Elles ne sont pas non plus autorisées à accompagner leur mari lors de rencontres sociales. Même dans les bus ou les endroits publics, elles sont victimes de discriminations : dans les transports, elles ne peuvent pas emprunter le même accès que les hommes.
Financières envers et contre tout
Pourtant, les Saoudiennes ont gagné du terrain ces dernières années en matière de droits économiques, comme celui de créer leur entreprise ou leur association, ou de gérer leurs propres affaires. Ainsi, on compte un nombre croissant de "femmes d'affaires" (c'est tout le paradoxe puisqu'on ne leur permet pas d'être "actives"). Djeddah, le plus grand centre commercial du royaume saoudien, en dénombre 4.000.

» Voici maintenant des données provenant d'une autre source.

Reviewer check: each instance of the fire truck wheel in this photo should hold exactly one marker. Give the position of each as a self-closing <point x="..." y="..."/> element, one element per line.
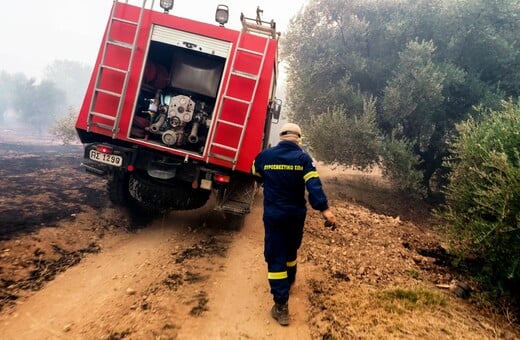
<point x="166" y="195"/>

34% du secteur privé aux mains des femmes
En fait, la plupart des Saoudiennes tirent leur fortune de l'héritage, à la faveur de la loi islamique. Mais comme elles ne sont pas actives sur le marché du travail, elles placent souvent leur argent dans les banques... ou en actions. 34% du secteur privé à Ryad, 25,6% à Djeddah, sur la mer Rouge, et 5,58% à La Mecque, le premier lieu saint de l'islam, sont aux mains de femmes. Elles contrôlent 20% des actions dans les firmes publiques, 15% dans les firmes privées et 10% dans le foncier.
Encore 50% de femmes analphabètes
Mais ces avancées ne doivent pas faire oublier les autres discriminations dont elles sont victimes, comme en témoigne un rapport d'Amnesty International. Il reste plus de 50% de femmes analphabètes dans le pays (contre 27% chez les hommes). Et celles que le régime confine le plus souvent à la maison, permettent surtout à l'Arabie d'afficher un taux de natalité de 7,1 enfants par femme.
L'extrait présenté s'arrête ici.